The priority sectors in the immediate future include transport, utilities, sports, tourism, construction of affordable housing, healthcare, ICT, agribusiness, mining and mineral, financial services and logistics.
Wijesinghe also noted that he was keen to get the basic guidelines from the Cabinet to run the PPP unit within a month’s time, while expressing hope that a national procurement guideline would follow within the next three months, to eventually have a law in place to guide the PPPs.
He acknowledged that the draft document by the USAID on PPP framework on Sri Lanka needed to undergo some revisions.
In addition he said the PPP unit was keen on building its institutional capacity with local and foreign legal advisors, research and analytical teams to capture viable PPP projects.
McKinsey and Company Partner Ganaka Herath elaborated on a 10-step breakthrough delivery methodology, which has already delivered impact across the world.
Establishing a high-performing delivery system that turns plans into results includes priorities and outcomes, labs, budget, public feedback, roadmap, delivery units, performance management and problem-solving, capacity building, communicating impact and institutionalising delivery.
“In many cases civil services are geared to think about policy, but what we are now asking them to do is move away from thinking about policy and start implementation and action being delivered,” he added.
He stressed on the fact that achieving impact alone was not enough as it needed to be communicated credibly and innovatively.
Noting that the governments across the globe face common challenges in mobilising for delivery, he insisted Sri Lanka needed a culture of embracing change, which requires some level of support and up-skilling for enablement.

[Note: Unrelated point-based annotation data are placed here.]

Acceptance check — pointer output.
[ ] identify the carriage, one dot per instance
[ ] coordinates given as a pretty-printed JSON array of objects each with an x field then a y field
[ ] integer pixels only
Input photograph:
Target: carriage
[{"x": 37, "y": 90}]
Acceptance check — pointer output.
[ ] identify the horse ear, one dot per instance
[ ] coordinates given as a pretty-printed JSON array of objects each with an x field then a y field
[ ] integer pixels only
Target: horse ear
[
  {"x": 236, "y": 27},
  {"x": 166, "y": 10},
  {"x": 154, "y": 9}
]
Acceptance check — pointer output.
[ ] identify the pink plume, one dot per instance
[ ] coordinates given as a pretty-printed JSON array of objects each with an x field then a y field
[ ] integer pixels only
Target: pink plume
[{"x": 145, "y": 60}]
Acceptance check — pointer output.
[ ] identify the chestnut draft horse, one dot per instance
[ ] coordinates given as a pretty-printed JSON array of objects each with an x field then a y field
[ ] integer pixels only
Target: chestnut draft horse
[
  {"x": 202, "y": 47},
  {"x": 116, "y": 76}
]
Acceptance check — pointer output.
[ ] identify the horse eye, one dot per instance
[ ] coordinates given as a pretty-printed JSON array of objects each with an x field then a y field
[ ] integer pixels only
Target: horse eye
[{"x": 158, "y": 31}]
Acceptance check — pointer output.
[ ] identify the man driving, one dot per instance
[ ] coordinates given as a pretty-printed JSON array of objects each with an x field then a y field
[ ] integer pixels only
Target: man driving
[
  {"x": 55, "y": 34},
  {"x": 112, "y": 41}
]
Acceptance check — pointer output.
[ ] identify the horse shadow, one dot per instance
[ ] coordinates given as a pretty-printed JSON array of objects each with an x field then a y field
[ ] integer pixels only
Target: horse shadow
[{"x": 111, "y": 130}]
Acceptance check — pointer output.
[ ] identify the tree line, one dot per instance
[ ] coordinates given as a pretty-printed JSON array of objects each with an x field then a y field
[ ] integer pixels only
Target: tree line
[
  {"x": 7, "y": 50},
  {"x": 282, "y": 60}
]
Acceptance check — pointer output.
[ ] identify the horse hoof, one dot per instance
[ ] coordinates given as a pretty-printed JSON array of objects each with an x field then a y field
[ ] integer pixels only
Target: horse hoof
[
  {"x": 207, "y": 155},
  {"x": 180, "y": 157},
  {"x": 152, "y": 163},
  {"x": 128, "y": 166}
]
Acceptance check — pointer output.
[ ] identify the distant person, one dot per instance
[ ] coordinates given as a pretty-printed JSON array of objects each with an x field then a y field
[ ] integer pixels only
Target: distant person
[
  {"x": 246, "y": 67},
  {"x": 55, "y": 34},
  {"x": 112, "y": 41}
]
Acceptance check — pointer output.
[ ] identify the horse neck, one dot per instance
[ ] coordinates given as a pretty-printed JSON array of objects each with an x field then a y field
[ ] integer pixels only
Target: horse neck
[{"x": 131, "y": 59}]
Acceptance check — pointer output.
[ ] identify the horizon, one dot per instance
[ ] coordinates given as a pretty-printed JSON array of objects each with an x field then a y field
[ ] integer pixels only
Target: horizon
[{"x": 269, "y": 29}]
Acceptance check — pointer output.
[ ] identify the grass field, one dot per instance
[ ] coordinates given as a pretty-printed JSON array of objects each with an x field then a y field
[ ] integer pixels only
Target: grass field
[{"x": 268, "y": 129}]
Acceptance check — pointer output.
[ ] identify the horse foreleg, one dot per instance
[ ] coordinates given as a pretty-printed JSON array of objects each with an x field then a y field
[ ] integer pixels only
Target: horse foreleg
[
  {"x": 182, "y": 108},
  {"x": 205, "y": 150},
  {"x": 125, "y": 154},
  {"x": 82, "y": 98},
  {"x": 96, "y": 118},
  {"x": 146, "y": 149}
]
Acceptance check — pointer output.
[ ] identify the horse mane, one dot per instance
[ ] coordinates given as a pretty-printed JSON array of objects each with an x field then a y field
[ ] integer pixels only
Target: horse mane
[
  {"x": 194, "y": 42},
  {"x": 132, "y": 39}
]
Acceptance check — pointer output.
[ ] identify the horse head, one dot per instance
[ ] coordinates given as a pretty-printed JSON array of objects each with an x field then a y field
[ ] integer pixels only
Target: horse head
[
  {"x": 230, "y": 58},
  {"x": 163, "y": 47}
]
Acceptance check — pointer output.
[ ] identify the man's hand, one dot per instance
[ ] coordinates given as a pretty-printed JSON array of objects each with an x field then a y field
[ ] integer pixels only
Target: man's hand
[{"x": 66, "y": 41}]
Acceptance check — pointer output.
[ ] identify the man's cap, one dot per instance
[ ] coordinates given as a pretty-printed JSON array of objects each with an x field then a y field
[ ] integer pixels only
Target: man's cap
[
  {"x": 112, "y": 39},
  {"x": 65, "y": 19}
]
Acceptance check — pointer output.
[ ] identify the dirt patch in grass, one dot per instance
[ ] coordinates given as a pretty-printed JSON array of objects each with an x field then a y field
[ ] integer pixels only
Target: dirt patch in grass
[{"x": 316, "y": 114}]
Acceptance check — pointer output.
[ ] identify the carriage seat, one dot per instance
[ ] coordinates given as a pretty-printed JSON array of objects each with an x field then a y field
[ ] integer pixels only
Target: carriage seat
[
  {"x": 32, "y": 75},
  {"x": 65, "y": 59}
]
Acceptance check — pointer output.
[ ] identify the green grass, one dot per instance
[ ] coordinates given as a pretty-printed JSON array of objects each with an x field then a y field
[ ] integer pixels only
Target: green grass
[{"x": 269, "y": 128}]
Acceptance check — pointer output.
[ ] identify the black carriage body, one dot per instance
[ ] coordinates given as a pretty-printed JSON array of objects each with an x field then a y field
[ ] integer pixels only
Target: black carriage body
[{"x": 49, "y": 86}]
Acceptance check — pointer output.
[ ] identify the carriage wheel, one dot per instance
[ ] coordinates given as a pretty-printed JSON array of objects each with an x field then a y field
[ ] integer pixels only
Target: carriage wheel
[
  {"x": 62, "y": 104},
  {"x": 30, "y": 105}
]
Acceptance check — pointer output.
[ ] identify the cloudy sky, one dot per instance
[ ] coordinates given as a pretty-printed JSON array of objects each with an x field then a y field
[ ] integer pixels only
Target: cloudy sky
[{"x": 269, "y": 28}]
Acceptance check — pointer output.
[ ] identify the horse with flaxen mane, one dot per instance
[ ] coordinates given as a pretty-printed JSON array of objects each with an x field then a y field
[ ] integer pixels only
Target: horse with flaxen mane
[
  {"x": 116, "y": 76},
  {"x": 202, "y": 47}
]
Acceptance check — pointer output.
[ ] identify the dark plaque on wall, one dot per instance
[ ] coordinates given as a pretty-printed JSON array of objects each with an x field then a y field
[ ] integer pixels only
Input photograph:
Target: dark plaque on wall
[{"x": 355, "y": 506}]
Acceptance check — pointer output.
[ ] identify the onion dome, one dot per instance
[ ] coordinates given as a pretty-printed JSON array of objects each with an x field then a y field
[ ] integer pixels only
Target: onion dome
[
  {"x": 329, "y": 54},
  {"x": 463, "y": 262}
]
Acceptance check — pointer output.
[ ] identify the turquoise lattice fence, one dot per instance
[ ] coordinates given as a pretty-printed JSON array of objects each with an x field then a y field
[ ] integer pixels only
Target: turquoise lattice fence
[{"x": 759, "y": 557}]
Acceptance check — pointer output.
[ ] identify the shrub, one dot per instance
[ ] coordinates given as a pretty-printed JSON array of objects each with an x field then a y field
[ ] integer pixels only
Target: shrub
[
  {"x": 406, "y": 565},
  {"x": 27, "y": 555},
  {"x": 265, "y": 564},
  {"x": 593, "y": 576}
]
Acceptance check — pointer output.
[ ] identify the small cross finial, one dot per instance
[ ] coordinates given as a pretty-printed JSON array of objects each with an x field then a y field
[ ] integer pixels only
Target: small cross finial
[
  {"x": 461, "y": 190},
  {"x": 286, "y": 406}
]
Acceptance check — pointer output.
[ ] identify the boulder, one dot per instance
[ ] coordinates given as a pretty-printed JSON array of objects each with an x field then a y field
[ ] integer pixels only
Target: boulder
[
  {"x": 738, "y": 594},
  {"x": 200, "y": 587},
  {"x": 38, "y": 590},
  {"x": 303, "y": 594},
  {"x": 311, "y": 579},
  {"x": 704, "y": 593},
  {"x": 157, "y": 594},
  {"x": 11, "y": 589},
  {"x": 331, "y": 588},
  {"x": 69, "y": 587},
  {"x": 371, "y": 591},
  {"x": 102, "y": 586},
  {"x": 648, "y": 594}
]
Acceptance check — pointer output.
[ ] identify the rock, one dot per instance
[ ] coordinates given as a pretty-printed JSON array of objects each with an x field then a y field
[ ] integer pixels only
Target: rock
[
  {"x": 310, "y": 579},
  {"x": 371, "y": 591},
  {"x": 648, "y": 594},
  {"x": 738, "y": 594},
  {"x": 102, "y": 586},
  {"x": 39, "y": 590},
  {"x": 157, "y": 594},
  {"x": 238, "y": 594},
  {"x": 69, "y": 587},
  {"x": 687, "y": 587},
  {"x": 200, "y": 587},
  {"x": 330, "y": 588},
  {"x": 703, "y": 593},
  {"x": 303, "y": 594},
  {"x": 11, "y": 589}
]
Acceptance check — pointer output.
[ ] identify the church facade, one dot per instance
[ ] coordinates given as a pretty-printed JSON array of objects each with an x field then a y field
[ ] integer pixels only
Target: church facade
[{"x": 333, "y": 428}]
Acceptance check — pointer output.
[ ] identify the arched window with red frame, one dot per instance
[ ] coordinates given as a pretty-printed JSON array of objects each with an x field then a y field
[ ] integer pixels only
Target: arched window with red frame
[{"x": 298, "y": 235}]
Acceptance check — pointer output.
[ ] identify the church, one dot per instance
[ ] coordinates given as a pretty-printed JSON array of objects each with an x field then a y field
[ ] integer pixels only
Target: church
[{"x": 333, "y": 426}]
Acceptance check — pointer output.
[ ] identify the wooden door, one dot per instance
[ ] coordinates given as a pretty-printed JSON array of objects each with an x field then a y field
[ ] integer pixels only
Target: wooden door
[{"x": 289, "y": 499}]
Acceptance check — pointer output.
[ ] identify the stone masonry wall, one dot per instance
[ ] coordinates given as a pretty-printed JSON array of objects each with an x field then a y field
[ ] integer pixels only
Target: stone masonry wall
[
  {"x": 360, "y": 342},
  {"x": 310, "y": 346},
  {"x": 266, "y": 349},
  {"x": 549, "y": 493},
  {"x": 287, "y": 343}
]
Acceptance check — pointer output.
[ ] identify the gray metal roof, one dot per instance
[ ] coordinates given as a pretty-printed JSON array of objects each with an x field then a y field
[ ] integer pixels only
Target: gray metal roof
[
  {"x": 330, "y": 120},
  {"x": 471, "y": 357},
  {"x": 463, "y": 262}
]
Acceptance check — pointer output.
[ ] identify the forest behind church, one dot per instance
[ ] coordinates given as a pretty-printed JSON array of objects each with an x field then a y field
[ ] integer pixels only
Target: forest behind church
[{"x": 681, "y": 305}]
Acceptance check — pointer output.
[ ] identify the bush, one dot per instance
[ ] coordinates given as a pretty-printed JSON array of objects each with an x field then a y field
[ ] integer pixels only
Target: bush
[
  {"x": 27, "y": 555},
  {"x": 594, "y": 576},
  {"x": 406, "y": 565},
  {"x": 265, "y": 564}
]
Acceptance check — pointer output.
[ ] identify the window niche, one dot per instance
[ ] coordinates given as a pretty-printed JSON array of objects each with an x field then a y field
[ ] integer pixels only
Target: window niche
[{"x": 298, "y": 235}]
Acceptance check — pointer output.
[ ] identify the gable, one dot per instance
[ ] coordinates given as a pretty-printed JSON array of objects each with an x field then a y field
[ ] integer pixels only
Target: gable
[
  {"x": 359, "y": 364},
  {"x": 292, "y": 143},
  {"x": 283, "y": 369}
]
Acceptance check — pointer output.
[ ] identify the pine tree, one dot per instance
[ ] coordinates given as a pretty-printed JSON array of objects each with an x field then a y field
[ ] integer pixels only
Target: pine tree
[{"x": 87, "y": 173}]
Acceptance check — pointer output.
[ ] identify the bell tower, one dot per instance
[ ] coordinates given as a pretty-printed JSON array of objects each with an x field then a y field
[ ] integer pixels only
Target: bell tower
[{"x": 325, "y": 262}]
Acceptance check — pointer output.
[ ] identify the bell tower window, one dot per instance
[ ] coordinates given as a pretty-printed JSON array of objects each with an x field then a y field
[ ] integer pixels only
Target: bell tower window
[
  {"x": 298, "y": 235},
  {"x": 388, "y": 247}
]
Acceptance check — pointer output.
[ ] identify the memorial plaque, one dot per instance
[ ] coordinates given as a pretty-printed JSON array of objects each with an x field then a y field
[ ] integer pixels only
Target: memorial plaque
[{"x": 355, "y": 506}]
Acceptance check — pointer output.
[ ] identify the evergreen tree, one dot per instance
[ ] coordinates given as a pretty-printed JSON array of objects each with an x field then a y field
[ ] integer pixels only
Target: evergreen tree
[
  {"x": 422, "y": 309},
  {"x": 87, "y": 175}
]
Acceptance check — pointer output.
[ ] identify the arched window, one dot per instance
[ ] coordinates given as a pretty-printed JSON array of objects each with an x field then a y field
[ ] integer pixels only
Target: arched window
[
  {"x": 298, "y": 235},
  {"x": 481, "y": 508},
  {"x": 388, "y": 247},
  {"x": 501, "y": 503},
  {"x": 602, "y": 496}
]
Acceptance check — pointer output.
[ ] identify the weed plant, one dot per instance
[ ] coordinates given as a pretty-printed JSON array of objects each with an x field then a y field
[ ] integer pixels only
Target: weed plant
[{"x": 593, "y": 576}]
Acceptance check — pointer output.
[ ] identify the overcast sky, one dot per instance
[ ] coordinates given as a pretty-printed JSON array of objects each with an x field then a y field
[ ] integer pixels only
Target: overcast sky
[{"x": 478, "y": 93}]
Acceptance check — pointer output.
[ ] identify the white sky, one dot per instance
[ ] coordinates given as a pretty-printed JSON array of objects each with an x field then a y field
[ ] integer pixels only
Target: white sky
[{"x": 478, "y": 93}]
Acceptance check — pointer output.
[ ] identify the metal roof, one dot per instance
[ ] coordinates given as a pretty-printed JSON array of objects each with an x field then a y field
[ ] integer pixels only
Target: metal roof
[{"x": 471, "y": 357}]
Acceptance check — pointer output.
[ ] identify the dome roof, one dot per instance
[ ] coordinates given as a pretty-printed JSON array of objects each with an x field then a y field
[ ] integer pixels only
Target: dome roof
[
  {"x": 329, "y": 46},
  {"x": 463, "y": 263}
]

Herath also emphasised that communicating policy decisions to stakeholders as well as to the general public was critical.
He cited Tanzania, Pakistan, Thailand, Malaysia, the US, Bhutan and the UK as some of the examples where McKinsey and Company have supported economies to achieve big, fast, sustainable results that people can touch, see and feel within six months and 12 months noting that real material change can change the outlook of an economy.
While every country is different, all successful transformation programs share the same DNA, he said, noting that Sri Lanka should also prioritise a sub set of goals in order to achieve change.
“Prioritise reforms that are radical, deep, fast and on materials people can touch, see and feel. Lead by example by showing strong vision and full commitment, and holding others accountable. Manage expectations by only making realistic promises as credibility is your currency. Remember the people element where technical changes must be accompanied by changes in mindsets and behaviours. Build executive firepower with a strong, clean team to deliver critical goals, with a driven culture of high standards and rigorous performance management,” Herath pointed out.
However, he cautioned on chasing only quick wins in order to ensure some of these are catalytic. In addition, regular engagement of the public to win their support was also highlighted as an important factor.
He also encouraged Sri Lanka to adopt trial and error mentality as it is a journey where success brings success and the country learns as it moves forward.
Education Ministry Secretary Sunil Hettiarachchi said they would introduce 26 new subjects to the school curriculum that will match according to the industry demands.
WSD Consulting Managing Director and former Qatar Financial Centre CEO Shashank Srivastava elaboratedon a case study of how Qatar evolved its economy from hydrocarbons to the knowledge-based economy it is today.